Women & GirlsBARKA Seeks to Empower Women and Girls in Every Project
Studies have shown that when a man in a rural African village has money he will spend it on himself. However when a woman has money, she spends it on her family. In rural Burkina, women are the backbone of society who have their fingers on the pulse of the community. Their days are spent walking miles for water, cooking meals over an open fire, washing clothes, taking care of children, and even farming in the rainy season. From sunup until sundown, women of Burkina Faso barely get a moment’s rest, and this is not an exaggeration.
In addition, Burkina Faso is a deeply patriarchal society, where women are often treated as 2nd class citizens. Women have fewer job opportunities, receive less wages for similar work, and their rights are not always protected. For example outdated and harmful practices such as Female Genital Mutilation and Cutting (FGM/C) and Child, Early and Forced Marriage (CEFM) are outlawed by Burkina law but still widely practiced. Polygamy is also commonly practiced by some muslims, but only by men, not women. Only 1% of girls complete their education by finishing high school.
Ironically, legend has it that the nation of Burkina Faso was founded by a woman who lived over 900 years ago– the warrior-princess Yennenga who commanded her own battalion on the back a stallion. She is considered to be the mother of the Mossi people and has become a cultural icon known and admired for her strong character and independent mind. Unfortunately, these attributes seem more admired in the form of legend than in the real lives of women in Burkina Faso today!
BARKA aims to strengthen women’s skills and capacities in all its projects. In fact, because we have so much faith and confidence in Burkinabè women, back in 2006 when BARKA was researching and gathering information about how to implement its first WASH project, it met with women to better understand the needs of the village. Since those early roots, BARKA has integrated women’s participation into all its projects and provided numerous opportunities for women to lead and benefit economically.
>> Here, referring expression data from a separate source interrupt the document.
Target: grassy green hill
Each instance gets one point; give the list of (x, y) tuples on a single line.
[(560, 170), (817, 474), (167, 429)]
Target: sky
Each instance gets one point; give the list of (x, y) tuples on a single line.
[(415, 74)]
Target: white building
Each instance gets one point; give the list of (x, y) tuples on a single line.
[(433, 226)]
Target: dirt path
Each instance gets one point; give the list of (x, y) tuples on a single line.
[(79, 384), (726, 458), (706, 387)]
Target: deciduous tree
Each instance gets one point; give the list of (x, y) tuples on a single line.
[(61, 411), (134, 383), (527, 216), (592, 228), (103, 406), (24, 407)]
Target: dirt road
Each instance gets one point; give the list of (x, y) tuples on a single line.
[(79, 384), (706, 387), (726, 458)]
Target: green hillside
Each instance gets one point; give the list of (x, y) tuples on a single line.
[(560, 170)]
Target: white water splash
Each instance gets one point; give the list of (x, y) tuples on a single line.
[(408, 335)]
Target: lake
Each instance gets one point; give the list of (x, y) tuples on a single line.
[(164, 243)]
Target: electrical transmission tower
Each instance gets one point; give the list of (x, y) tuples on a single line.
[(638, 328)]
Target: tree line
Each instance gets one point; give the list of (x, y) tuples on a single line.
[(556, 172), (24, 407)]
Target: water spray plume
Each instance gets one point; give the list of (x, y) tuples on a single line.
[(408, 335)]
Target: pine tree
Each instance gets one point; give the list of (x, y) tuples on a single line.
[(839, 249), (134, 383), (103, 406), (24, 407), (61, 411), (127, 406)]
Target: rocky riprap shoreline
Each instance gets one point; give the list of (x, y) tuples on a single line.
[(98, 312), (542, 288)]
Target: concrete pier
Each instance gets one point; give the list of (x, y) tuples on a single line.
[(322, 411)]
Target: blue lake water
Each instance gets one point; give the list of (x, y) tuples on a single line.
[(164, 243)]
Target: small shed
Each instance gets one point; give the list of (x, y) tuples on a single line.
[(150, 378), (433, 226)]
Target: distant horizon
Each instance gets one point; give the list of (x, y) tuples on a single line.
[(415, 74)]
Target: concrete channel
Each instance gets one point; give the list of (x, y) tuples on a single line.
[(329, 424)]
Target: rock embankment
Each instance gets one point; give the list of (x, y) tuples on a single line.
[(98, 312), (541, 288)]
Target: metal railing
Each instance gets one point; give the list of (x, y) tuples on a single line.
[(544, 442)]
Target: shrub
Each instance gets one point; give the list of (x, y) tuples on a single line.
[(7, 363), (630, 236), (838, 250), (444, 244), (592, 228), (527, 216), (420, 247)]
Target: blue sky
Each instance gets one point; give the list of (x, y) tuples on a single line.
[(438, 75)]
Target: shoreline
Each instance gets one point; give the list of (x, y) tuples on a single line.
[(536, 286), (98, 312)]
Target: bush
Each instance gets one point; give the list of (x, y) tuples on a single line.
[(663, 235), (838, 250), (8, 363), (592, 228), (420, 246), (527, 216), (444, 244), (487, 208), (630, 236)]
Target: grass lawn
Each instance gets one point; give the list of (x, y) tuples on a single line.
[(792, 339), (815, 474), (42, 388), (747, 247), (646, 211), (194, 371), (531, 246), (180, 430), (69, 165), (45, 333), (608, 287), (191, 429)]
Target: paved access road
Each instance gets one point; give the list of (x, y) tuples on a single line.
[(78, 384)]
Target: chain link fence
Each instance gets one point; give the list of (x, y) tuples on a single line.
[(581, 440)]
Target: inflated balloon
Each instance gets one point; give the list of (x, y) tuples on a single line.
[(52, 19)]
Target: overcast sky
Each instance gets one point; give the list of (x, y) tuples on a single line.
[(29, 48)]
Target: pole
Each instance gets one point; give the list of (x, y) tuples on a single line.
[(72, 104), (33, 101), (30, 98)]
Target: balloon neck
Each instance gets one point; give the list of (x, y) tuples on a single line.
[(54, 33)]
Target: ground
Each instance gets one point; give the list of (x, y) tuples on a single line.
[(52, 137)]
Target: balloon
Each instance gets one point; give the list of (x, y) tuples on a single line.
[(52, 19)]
In every village where BARKA drills a well, women must make up at least 50% of the steering committee to oversee the water point and collection of funds. When BARKA developed plans for its ceramic filter social enterprise, women were chosen to make up the team of Filter Ambassadors to sell them within the community. When BARKA’s Social Art program launched and developed an original play about the management of water resources, it integrated themes of women’s empowerment to better elucidate their key role in water resource management and to inspire rural communities to enable women to lead. Most recently, BARKA’s WASH-in-Schools programming brought to light the need for improved menstrual hygiene management which gave rise to an entirely new program of menstrual, sexual and reproductive health.
BARKA seeks to build aspects of empowering women and girls into every project it implements.
“On average a woman in West Africa walks a distance of 5 KM carrying 20 liters of water each day. Time collecting water from distant locations prevents women from engaging in productive work and sometimes deepens gender disparities. Just in the last 24 hours 6000 people mostly children will have died from lack of safe drinking water and adequate sanitation.”